We believe that combination of TBWM with 24-h pulse wave analysis (PWA) via upper arm cuff of a special ABPM device, e.g., PWA monitor Mobil-O-Graph (IEM Ltd., Stolberg, Germany), 44 allows direct recording of the influence of a reduced IWG gain on augmentation index, cardiac output, and notably the 24-h blood pressure characteristics. 45 In particular, the effects of a reduced IWG on blood pressure should be examined via 24-h or 48-h blood pressure measurement in order to obtain a more exact evaluation of blood pressure characteristics 46 and to interpret possible differences in the survival rate. 47
Combined with regular medical and custodial care, TBWM is a feasible method to optimize the IWG and to reducte UFR at dialysis. Interventions by phone and instruction during dialyses can be planned easily. The individual weight-dependent liquid intake adjustment considers varying external parameters such as temperature and air humidity and physical exercise, as well as special metabolism situations (e.g., diarrhea).

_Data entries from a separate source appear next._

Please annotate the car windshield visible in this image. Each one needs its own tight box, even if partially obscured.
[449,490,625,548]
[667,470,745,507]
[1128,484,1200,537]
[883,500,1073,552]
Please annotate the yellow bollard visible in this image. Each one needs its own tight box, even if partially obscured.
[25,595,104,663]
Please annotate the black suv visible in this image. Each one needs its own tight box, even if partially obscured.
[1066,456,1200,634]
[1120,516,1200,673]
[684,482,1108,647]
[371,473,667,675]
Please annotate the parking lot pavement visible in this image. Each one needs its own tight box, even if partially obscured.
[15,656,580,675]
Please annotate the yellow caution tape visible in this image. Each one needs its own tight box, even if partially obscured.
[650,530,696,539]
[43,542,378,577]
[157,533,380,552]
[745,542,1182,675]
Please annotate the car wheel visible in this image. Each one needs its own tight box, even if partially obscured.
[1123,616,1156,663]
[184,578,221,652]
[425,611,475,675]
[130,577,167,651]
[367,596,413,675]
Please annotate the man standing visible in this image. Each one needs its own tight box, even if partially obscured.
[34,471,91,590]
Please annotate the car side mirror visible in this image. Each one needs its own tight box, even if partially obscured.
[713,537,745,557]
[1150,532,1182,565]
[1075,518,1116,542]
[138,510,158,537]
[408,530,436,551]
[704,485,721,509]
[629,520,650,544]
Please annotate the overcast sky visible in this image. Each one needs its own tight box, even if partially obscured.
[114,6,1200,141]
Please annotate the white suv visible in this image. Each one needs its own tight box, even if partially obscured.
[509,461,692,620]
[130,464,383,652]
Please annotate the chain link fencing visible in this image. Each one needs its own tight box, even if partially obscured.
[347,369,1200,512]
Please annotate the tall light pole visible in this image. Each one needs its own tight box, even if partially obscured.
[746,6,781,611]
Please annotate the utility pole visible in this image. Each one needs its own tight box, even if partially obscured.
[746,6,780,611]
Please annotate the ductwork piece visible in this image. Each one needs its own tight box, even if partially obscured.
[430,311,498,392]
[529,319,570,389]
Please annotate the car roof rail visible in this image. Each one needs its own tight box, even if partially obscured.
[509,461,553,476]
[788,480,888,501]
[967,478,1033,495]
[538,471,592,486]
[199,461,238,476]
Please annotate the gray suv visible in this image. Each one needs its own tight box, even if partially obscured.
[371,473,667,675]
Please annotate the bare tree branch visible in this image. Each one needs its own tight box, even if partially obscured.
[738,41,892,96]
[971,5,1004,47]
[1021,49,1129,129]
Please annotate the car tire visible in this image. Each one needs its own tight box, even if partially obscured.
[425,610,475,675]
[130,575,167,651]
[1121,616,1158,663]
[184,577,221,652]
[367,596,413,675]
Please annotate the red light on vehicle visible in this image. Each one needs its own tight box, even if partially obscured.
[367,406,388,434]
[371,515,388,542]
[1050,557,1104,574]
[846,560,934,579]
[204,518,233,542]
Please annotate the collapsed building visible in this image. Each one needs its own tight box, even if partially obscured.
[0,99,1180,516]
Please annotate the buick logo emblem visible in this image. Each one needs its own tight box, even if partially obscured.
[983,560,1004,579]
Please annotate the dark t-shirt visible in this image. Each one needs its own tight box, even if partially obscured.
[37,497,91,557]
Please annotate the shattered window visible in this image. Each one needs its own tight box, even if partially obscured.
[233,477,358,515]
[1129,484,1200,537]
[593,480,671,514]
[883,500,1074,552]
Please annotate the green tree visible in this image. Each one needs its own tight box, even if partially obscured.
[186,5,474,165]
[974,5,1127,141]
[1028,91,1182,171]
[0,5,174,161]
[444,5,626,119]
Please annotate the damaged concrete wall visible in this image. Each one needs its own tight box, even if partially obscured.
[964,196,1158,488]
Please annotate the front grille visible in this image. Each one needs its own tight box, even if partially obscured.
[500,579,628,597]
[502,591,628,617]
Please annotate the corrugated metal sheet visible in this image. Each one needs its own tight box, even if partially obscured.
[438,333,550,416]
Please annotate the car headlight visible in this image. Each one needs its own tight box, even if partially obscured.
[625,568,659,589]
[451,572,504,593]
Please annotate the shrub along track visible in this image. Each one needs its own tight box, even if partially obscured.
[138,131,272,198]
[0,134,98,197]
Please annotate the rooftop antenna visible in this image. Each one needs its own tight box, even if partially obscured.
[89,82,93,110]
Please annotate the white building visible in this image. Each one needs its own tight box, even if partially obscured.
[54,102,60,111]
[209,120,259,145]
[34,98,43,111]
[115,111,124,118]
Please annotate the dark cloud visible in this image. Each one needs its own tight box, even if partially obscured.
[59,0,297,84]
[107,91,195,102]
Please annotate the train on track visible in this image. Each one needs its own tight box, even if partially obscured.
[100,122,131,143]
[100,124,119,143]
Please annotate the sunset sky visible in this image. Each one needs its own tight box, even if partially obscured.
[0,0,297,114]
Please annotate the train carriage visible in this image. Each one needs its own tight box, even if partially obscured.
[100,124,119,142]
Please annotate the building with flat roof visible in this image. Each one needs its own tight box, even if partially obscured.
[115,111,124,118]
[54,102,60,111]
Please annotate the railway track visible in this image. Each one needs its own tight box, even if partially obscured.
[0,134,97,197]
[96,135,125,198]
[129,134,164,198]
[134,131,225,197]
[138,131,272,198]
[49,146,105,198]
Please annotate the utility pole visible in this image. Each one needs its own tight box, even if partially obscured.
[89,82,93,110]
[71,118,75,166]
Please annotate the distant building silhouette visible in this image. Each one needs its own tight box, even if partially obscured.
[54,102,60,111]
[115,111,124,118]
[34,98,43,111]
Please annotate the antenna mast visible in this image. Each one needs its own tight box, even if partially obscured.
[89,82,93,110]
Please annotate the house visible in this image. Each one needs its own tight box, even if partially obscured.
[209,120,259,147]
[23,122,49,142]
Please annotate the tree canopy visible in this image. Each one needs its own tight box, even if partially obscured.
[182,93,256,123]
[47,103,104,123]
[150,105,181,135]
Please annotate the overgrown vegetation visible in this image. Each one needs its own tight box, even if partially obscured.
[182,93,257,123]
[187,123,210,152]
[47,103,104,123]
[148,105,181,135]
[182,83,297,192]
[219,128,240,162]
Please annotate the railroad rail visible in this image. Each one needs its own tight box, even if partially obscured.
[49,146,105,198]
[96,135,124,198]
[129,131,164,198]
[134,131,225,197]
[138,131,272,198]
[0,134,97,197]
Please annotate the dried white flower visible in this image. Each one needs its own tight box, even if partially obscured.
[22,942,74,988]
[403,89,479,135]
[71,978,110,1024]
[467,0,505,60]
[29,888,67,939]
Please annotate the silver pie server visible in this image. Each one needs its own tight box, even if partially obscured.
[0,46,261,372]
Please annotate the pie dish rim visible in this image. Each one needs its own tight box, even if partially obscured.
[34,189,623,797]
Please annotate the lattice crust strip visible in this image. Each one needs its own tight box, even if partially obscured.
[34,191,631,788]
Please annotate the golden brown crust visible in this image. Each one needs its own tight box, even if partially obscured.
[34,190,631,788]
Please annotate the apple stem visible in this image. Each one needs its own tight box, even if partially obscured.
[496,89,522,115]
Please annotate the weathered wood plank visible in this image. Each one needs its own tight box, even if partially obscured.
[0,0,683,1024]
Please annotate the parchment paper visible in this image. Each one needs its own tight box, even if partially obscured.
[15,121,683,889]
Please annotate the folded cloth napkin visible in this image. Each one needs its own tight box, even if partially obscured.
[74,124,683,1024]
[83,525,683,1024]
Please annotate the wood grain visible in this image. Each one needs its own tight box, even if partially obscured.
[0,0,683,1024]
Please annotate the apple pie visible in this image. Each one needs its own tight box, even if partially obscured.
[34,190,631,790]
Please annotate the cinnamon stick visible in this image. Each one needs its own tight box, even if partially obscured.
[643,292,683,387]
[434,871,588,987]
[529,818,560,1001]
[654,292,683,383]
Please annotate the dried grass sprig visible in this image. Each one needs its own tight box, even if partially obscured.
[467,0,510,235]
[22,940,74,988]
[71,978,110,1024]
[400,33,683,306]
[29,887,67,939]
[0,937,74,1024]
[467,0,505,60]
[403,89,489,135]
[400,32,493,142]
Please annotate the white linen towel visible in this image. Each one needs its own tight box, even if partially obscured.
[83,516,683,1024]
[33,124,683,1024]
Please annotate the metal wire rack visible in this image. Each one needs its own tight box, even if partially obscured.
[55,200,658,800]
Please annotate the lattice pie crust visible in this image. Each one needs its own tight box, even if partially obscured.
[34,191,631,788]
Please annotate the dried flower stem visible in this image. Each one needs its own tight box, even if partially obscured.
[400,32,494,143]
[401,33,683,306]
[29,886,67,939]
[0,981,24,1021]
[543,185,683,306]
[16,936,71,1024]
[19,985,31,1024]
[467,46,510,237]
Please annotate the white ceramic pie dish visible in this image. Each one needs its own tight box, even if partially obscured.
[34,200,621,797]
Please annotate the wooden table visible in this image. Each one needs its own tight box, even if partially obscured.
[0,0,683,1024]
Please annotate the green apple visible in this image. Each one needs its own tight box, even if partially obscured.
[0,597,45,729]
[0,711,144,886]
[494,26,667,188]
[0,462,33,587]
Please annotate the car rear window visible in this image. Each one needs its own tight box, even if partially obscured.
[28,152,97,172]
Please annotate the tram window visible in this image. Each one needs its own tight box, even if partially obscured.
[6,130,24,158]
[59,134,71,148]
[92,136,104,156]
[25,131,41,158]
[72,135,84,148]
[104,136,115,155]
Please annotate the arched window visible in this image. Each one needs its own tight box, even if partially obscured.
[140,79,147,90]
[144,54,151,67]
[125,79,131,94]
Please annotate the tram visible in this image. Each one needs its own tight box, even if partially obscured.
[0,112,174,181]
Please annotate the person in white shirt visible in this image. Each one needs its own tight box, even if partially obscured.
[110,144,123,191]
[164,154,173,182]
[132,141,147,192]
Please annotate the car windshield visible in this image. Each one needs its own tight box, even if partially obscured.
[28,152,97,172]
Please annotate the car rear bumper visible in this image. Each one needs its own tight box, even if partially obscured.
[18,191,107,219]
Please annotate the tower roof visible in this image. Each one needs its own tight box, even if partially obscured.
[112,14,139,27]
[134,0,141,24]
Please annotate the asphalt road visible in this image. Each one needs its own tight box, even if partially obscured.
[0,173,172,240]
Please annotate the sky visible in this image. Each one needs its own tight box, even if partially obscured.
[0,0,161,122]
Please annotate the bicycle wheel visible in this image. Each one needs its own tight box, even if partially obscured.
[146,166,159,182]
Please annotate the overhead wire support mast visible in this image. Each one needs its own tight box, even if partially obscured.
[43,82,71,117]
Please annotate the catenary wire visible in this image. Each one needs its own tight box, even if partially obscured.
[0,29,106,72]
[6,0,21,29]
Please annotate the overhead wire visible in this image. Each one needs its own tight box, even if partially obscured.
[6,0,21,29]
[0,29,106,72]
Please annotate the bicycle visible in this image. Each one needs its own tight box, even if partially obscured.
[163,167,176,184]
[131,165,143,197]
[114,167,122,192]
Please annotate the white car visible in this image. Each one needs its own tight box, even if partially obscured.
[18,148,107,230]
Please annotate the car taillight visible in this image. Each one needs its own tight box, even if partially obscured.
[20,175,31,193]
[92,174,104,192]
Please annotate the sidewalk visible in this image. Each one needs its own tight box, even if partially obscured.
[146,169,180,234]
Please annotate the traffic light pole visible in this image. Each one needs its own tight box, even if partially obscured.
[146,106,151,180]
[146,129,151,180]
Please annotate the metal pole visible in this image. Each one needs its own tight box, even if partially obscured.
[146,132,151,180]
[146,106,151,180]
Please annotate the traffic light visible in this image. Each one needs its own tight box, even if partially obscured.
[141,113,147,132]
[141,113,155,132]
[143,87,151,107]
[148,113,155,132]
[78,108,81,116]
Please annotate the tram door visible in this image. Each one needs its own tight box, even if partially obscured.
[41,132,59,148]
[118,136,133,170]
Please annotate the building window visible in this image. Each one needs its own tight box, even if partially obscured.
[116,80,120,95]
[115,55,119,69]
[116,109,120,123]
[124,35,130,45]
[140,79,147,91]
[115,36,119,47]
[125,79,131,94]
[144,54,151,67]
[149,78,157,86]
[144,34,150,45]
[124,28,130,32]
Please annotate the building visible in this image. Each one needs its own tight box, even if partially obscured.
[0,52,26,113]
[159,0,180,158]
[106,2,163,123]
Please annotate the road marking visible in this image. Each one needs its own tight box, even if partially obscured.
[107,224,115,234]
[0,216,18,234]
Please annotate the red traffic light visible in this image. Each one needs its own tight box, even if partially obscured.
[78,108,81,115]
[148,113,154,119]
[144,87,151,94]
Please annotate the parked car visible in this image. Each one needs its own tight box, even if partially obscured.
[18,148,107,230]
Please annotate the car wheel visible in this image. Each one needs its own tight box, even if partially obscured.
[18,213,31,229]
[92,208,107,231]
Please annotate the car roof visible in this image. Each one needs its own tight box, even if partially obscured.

Moreover, by reduction of the weight variability using the telemetry technique, a significant influence on blood pressure characteristics is achieved. To evaluate possible positive effects on undesirable events like blood pressure crises, vascular events, hospitalization rates, and mortality rate, a larger organized study with the cooperation of several locations during a longer time of evaluation appears advisable.
Footnotes
Acknowledgments
The study was supported by Roche Pharma Deutschland GmbH.
Disclosure Statement
H.H. has received honoraria from Daiichi-Sankyo, Sanofi-Aventis, Amgen, Roche, Recordati, Takeda, Astra-Zeneca, Berlin-Chemie, and Novartis. J.M. has received honoraria from Daiichi-Sankyo, Novartis, and Berlin Chemie. E.G.S. has received honoraria from Daiichi-Sankyo, Sanofi-Aventis, Amgen, Roche, Böhringer Ingelheim, Takeda, Berlin-Chemie, Astra-Zeneca, and Novartis. C.L.N., F.W., C.B., S.S.-W., E.M.R., V.S., G.C.H., S.M., and L.Z. declare no competing financial interests exist.